A doctor walks in and asks the nurse who is taking my blood what she does with the used needles. “We sterilize them after use then they are incinerated,” she replies. He waves his hand back and forth while telling her, “No more. We are now instructed by the Ministry of Environment there are no facilities for this, so we are to sterilize them and reuse them.”

We finish and walk outside, passing the Kalashnikov wielding guards (which are in front of nearly every building in Baghdad), fight our way through some traffic then try to find some black market petrol. We run out during our futile seeking-there are even less black marketers as the shortage grows more severe by the day.

Abut Talat explains in frustration how his son drove his car too much last night as he pulls his plastic jug and siphon tube from the trunk. We nervously watch cars pass while waiting to grab a couple of liters from someone…hoping for a fuel handout rather than a kidnapping.

Finally amidst this desperate fuel shortage a generous couple pulls over and give us some of the precious liquid and we’re off to get scalped at the black market.

Driving over a bridge near the so-called green zone I spot a building with missile holes in it-a gutted reminder, one of many, of the invasion nearly 2 years ago. The same propaganda banner for the US-backed al-Iraqia TV network hangs in the usual place-right where an old propaganda banner for Saddam Hussein once hung.

It hasn’t changed since I first photographed it last year. “The can’t work on that building,” says Abu Talat, “Because they are afraid the workers will be resistance spies, because from the top of that building you can see everything in the green zone.”

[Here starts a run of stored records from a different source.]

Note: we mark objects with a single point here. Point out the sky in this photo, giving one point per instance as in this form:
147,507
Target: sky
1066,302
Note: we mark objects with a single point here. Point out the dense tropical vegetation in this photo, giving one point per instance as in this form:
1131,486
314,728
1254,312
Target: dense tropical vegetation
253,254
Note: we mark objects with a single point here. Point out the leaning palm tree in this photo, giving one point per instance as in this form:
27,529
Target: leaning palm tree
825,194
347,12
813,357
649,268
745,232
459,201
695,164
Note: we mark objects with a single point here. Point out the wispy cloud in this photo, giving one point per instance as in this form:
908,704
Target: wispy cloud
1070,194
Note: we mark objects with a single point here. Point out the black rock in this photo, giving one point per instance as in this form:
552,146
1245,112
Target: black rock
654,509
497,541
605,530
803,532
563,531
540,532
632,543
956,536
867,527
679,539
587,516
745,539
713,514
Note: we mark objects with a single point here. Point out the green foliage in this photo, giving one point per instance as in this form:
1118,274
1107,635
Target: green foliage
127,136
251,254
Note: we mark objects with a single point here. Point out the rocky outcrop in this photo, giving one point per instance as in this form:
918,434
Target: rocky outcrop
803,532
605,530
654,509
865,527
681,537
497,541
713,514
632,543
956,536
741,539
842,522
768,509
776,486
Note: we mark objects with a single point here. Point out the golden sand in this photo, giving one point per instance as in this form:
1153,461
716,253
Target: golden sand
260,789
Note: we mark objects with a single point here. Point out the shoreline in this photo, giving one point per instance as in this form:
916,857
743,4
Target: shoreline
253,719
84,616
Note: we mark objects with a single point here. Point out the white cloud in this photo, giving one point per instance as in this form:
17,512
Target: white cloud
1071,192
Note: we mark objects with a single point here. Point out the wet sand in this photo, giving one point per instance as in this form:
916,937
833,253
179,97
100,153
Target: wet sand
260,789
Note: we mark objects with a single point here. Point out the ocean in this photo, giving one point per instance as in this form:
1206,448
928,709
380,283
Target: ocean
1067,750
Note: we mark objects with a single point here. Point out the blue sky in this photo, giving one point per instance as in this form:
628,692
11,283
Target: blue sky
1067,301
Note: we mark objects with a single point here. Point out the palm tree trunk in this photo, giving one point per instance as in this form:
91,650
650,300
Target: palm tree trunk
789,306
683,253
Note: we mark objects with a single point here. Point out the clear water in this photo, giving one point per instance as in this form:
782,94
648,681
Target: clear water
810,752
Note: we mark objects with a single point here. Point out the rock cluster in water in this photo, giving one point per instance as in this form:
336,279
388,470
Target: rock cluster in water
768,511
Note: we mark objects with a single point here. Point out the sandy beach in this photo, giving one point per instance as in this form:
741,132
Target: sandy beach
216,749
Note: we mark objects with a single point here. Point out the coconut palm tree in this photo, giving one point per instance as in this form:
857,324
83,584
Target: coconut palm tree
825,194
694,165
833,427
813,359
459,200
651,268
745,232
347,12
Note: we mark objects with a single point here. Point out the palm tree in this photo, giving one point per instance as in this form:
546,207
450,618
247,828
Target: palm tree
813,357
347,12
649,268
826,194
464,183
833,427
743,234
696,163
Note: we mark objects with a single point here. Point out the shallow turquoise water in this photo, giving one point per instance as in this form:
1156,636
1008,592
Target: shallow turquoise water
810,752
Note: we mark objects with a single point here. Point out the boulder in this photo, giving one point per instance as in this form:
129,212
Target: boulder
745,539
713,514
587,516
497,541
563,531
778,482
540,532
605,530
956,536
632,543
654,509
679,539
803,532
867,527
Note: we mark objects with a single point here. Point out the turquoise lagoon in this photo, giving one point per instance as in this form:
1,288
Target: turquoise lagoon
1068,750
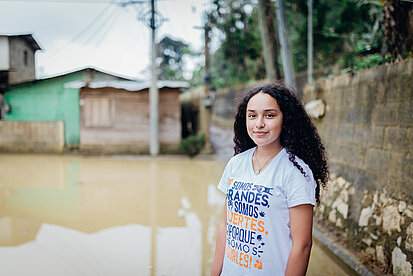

Apache helicopters rumble low over the city, their “whumping” blades leaving wakes of car alarms through the streets.

Back at my hotel I indulge my daily ritual of asking the owner if I have hot water yet. The cold showers are getting old now that the temperature has dropped and it remains chilly.

This morning I was awakened by the usual 7am gun battles nearby. They usually coincide with the morning mortar ritual of blasts hitting the so-called green zone.

Now as I type this evening, a huge explosion rattles my walls. A gun battle with heavy automatic weapons kicks off down the street, and the usual wailing sirens of ambulances and Iraqi Police begin blaring across the city-streaming in this direction.